= Avery Memorial Association =

The Avery Memorial Association of Groton, CT is a family organization founded in 1895 after the burning of the old Avery Homestead. It was incorporated as a non-profit institution in 1896.

The objective of the Avery Memorial Association is the collection and preservation of objects, documents, memorabilia, buildings, and places which have been connected with members of the family of Captain James Avery of Groton, CT, particularly to maintain the site of the home built about 1656 at Poquonnock Plains, which was occupied by descendants of Captain James Avery until completely destroyed by fire on July 20, 1894, and the memorial monument thereon; also, to provide and preserve such further monumental or other memorials or buildings as may fitly commemorate the distinguished services rendered by the said Captain James Avery or his descendants to the Colony or the State of Connecticut, including the Ebenezer Avery House now located on the grounds of Fort Griswold in Groton; also, to explore the historical background of Connecticut, particularly New London County, and to publish or otherwise make available to the public, including schools, such findings as in any way will further enhance public appreciation and knowledge of the local historical heritage and, finally, to do any and all things which relate directly or indirectly to any of the above exclusive purposes which will advance such purposes.

The Avery Memorial Association has undertaken two major projects, the first being the raison d'être, preservation of the Avery Monument, and the restoration & operation of the Ebenezer Avery House, a historic house museum.

There are two kinds of membership: Regular Members (who are able to prove their lineage linking them to the Groton Avery Clan) and Friends. The Association holds a meeting/reunion every year in the Groton, CT area.

== History ==

The old Avery Homestead, nicknamed "The Hive" or "Avery Hive", was built around 1656 at Poquonnock Plains, and was improved upon by the second Captain James Avery who removed "the unadorned church and watch-tower of the wilderness" in 1684 and carried the materials back to the house and used them in its improvement. Seven generations of the Avery family lived in the house for over 230 years until it was destroyed on July 20, 1894, from a spark from the engine of a passing steam train.

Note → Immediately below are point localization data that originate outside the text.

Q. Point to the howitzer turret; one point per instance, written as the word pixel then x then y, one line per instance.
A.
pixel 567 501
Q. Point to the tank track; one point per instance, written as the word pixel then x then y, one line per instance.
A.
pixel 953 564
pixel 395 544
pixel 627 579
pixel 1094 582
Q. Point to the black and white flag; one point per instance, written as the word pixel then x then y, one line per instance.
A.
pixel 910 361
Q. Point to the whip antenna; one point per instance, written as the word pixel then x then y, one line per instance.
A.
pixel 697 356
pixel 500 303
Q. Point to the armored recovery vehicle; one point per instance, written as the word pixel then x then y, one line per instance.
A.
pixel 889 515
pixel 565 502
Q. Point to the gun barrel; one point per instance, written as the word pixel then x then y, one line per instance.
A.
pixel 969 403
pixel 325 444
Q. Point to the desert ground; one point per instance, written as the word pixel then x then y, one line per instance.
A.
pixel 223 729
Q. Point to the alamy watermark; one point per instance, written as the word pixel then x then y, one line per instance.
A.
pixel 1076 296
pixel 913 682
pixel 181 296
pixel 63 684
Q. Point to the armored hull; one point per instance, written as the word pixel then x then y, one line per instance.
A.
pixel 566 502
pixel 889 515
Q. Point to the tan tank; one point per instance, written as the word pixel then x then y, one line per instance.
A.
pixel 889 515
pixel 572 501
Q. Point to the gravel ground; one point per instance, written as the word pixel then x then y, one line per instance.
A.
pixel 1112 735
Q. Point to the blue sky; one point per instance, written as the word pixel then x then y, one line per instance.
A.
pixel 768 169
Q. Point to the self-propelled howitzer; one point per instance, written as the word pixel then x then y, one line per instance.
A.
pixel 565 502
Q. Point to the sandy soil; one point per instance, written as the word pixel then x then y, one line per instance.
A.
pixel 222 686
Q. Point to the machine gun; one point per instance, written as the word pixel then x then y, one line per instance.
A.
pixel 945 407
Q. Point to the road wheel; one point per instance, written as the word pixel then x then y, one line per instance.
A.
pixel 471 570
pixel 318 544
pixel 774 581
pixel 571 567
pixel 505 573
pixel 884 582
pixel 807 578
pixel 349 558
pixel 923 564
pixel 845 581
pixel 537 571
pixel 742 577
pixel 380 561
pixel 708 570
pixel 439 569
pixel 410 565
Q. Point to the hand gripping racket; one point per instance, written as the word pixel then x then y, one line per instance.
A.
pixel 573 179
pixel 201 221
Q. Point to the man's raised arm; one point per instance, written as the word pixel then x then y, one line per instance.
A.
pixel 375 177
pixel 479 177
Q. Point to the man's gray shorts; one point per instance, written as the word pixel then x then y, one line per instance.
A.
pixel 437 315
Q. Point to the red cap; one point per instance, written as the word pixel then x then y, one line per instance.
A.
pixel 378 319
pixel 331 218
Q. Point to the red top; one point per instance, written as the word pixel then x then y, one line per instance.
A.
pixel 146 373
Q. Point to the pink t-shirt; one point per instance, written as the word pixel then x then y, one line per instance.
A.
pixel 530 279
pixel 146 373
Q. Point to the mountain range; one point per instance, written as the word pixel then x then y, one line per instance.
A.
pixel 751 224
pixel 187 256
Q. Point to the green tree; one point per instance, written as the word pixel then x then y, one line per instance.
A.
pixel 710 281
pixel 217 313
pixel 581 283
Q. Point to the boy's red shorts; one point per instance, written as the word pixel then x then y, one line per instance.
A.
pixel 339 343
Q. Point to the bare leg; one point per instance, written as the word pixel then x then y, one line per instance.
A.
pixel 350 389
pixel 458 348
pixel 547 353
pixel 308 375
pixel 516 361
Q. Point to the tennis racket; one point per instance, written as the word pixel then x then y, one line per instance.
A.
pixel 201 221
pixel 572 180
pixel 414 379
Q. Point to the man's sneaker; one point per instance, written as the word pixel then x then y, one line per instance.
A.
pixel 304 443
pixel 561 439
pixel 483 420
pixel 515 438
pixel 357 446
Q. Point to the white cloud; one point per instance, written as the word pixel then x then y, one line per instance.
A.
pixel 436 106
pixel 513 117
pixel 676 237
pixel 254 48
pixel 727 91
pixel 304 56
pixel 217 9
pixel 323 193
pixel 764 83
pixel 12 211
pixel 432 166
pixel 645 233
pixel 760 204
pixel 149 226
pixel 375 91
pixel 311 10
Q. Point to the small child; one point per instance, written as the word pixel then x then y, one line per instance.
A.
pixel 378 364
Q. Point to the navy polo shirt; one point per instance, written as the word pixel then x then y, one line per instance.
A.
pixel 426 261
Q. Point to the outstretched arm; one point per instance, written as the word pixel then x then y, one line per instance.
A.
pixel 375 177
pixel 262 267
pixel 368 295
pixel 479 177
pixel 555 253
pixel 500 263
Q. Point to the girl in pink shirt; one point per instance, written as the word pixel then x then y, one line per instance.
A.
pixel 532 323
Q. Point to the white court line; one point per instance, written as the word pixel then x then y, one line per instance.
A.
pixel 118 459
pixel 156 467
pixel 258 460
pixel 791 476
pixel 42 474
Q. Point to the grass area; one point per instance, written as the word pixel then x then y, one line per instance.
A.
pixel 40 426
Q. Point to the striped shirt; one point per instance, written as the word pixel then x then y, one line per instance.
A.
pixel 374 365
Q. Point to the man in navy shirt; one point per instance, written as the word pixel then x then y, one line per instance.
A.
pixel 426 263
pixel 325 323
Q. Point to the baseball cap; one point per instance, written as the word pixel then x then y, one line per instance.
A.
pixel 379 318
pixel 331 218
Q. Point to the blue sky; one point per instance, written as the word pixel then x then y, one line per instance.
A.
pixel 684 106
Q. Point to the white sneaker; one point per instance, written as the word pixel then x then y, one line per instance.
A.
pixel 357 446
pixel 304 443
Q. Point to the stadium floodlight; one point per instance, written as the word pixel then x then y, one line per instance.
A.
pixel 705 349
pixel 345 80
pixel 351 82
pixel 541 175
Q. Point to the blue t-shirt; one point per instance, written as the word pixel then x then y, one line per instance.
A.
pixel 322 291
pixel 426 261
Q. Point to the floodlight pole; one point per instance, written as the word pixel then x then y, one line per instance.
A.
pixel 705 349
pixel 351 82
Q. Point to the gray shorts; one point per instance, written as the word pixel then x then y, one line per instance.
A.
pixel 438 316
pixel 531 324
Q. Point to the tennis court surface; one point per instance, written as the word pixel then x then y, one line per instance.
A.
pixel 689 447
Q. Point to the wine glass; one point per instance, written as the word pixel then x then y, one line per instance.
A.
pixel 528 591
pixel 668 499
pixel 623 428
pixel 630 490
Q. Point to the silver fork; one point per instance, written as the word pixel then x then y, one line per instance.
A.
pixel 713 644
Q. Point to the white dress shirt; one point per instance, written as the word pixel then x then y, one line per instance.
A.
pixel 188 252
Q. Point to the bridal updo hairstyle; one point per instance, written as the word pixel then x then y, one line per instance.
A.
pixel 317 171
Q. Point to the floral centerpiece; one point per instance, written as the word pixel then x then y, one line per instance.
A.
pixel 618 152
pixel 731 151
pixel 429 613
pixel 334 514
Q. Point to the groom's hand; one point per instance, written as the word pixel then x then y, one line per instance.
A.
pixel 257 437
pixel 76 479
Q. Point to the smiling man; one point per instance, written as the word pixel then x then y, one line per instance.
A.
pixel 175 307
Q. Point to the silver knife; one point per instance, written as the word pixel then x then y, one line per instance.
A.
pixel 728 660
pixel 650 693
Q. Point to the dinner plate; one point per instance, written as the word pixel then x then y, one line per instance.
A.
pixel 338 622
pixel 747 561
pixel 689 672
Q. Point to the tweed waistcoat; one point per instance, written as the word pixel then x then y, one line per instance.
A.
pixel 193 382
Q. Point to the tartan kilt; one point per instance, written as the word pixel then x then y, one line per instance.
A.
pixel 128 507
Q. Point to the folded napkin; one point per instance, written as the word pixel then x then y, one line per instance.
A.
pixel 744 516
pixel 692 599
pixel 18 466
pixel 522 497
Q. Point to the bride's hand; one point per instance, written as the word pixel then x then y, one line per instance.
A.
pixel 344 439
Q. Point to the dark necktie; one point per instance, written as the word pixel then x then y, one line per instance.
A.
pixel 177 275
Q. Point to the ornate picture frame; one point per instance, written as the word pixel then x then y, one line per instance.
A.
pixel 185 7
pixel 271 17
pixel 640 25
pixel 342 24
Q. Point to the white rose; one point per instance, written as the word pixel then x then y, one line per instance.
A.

The Groton Avery Clan formed the Avery Memorial Association in 1895 to memorialize the beginnings of the Avery Clan in the Connecticut Colony. The following year it was incorporated as a non-profit, charitable, cultural and educational institution for historic preservation.

== Presidents ==
- 1895–1896 James D. Avery
- 1897–1899 Allyn Avery
- 1900–1935 Elroy M. Avery
- 1936–1955 Christopher L. Avery
- 1956–1967 Deane Avery
- 1968–1975 Amos G. Avery
- 1976–1983 Catherine B. Avery
- 1984–1992 Peter Schellens
- 1993–1995 Catherine Leary
- 1996–2006 Peter Schellens
- 2006–present Stephanie Lantiere

== Monument ==
James Denison Avery deeded the Association the homestead "Hive" site where the monument now stands. Designed by American sculptor and Avery descendant Bela Lyon Pratt, the monument consists of a granite shaft and a bust of a "typical Puritan, magistrate and Indian fighter." The monument rises from the center of where The Hive stood. On July 20, 1900, the monument was formally dedicated in front of 600 Avery descendants. Association President Dr. Elroy M. Avery presided, Helen Morgan Avery unveiled the bust and Frank Montgomery Avery delivered the dedication. The monument was rededicated on its centennial by Cooper Avery Johnson in front of a crowd of 100 Avery descendants.

== Ebenezer Avery House ==

The Ebenezer Avery House was originally located on the corner of Latham and Thames Streets in Groton, Connecticut. Ebenezer Avery was a tailor. His house is believed to have been constructed in the 1760s. It was the location where the British brought the injured soldiers after the Battle of Groton Heights on September 6, 1781. In 1971, the house was moved from its original location closer to the site of the Battle of Groton Heights to Fort Griswold Battlefield State Park in Groton and restored. Though it stands in a state park, the historic house museum continues to be maintained by the Avery Memorial Association.